Un miracle se produisit alors: En méditerranée se trouvait l'escadre Allemande composée du croiseur de bataille Goeben assisté du croiseur Breslau. Cette escadre commandé par le contre-amiral Wilhelm Souchon se trouvait à Alexandrie, qu'il dût quitter en catastrophe, et les forces navales Françaises et Britanniques se préparaient à le traquer et à l'anéanir. Contre toute attente dans sa position désespérée, Souchon choisit de rallier directement les Dardanelles et de se réfugier à Constantinople, qu'il atteint le 11 août. A ce moment les deux navires étaient réfugiés dans un port neutre, et le gouvernement Turc, avec l'assentiment de Berlin, acheta les deux navires, qui du coup renforçaient singulièrement la flotte. Dès le 1er Novembre, la flotte Turque réorganisée autour de son nouveau bâtiment-amiral effectua des bombardements de grands ports Russes de la mer noire.

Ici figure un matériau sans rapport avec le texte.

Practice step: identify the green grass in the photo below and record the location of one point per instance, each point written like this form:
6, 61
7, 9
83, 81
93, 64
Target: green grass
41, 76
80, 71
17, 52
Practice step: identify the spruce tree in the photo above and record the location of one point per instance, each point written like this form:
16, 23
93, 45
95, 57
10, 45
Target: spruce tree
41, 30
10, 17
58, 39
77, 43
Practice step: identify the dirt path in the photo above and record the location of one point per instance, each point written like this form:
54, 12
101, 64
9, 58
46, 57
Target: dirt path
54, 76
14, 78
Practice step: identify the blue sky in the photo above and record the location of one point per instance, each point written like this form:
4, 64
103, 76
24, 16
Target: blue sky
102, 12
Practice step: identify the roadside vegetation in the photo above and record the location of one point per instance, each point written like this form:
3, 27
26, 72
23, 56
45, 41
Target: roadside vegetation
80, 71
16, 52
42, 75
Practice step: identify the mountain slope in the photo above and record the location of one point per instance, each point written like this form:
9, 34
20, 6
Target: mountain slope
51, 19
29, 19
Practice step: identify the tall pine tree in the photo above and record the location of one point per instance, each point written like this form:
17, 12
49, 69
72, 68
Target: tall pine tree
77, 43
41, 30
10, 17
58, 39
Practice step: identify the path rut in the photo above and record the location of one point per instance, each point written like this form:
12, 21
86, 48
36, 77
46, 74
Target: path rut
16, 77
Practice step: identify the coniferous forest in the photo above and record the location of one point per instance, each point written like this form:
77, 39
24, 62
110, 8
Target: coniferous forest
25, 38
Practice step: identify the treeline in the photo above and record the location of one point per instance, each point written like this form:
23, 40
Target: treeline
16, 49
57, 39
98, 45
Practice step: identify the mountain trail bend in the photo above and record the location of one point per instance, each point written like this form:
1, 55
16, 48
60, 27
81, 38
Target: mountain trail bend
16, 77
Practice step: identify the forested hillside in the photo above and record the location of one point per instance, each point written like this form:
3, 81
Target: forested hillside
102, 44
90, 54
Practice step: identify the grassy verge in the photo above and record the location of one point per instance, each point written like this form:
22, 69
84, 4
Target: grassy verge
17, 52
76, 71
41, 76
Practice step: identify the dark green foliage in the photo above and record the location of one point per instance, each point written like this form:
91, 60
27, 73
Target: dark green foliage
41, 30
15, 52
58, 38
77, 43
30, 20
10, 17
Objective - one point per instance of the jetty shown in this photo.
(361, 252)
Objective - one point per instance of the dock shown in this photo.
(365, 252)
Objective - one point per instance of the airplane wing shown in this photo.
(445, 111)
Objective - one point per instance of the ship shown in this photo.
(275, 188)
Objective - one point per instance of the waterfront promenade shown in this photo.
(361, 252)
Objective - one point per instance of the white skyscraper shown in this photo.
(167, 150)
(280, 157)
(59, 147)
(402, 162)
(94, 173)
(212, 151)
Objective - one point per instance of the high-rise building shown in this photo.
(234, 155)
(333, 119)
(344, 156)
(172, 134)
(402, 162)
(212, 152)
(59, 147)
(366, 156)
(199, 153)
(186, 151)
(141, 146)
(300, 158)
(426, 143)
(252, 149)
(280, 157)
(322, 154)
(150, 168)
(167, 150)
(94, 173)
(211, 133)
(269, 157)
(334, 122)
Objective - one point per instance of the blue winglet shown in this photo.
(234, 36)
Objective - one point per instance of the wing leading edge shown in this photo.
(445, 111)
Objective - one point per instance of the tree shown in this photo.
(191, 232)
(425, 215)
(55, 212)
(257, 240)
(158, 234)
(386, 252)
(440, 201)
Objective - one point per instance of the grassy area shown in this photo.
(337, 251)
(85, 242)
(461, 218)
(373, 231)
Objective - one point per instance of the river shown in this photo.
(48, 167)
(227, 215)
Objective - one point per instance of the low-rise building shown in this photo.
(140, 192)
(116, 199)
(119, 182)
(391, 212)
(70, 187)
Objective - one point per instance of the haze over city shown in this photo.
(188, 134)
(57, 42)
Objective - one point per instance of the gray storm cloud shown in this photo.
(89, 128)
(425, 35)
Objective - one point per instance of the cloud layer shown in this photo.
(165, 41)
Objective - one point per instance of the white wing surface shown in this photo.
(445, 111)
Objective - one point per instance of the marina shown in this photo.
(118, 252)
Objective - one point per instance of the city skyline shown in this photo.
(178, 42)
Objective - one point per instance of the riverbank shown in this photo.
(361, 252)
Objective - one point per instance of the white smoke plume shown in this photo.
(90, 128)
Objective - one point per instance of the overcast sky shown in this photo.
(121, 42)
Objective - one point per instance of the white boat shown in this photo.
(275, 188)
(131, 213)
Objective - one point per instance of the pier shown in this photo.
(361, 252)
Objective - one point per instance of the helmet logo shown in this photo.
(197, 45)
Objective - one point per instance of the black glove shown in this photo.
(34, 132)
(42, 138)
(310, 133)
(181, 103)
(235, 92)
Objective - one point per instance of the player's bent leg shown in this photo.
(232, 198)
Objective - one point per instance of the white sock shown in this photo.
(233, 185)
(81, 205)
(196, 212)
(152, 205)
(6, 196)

Par la suite, la flotte n'effectua jamais de sortie à l'ouest, et les forts, mines, filets et batteries côtières des Dardanelles allaient infliger plus de dégâts aux forces Franco-Britanniques lors de leur tentative de débarquement qu'aucune escadre en méditerranée. Les sorties des navires Turco-Allemands furent peu fréquentes mais efficaces et contribuèrent à désorganiser les convois de ravitaillement Russes. Par ailleurs, des flotilles en Mésopotamie, sur l'Euphrate et le Tigre furent constituer pour lutter contre les Britanniques grâce à des bateaux Allemands venus par l'intermédiaire de la Bulgarie. En 1918 toutefois, la situation militaire Turque s'était réglée sur terre, au sud, et l'amistice de Mudros tomba à point nommé. Le sort du Goeben aurait été normalement d'être joint aux navires de la Hochseeflotte envoyés en captivité à scapa Flow, mais sous le nouveau nom de Yavuz Sultan Selim et le commandement de l'amiral Arir Pasha, sembla un temps échapper à ce sort et être définitivement intégré à la flotte Turque, internée à Izmir sous contrôle Britannique. Par le traité de Sèvres en 1920, celle-ci fut singulièrement amputée par des démolitions forcées, réduite à 7 canonnières, et 6 torpilleurs dont l'armement était précisément limité. Le Yavuz, comme le reste des bâtiments lourds devait en principe être donné à la Grande-Bretagne ou au Japon.
Finalement, le coup de force Nationaliste mené en 1919 par Mustafa Kemal ( Ataturk ) en Anatolie chassa du trône le Sultan Mohammed VI en 1922, après une révolution et une guerre civile, et les deux canonnières des forces de Kemal de réfugièrent au sein de la flotte de la mer noire alors aux mains des "Rouges" pour éviter la capture. Finalement les Forces Turques battirent les Grecs et leur victoire fut reconnue par le traité de Lausanne le 24 juillet 1923. Cet accord signait aussi la libération de la flotte Turque internée à Izmir.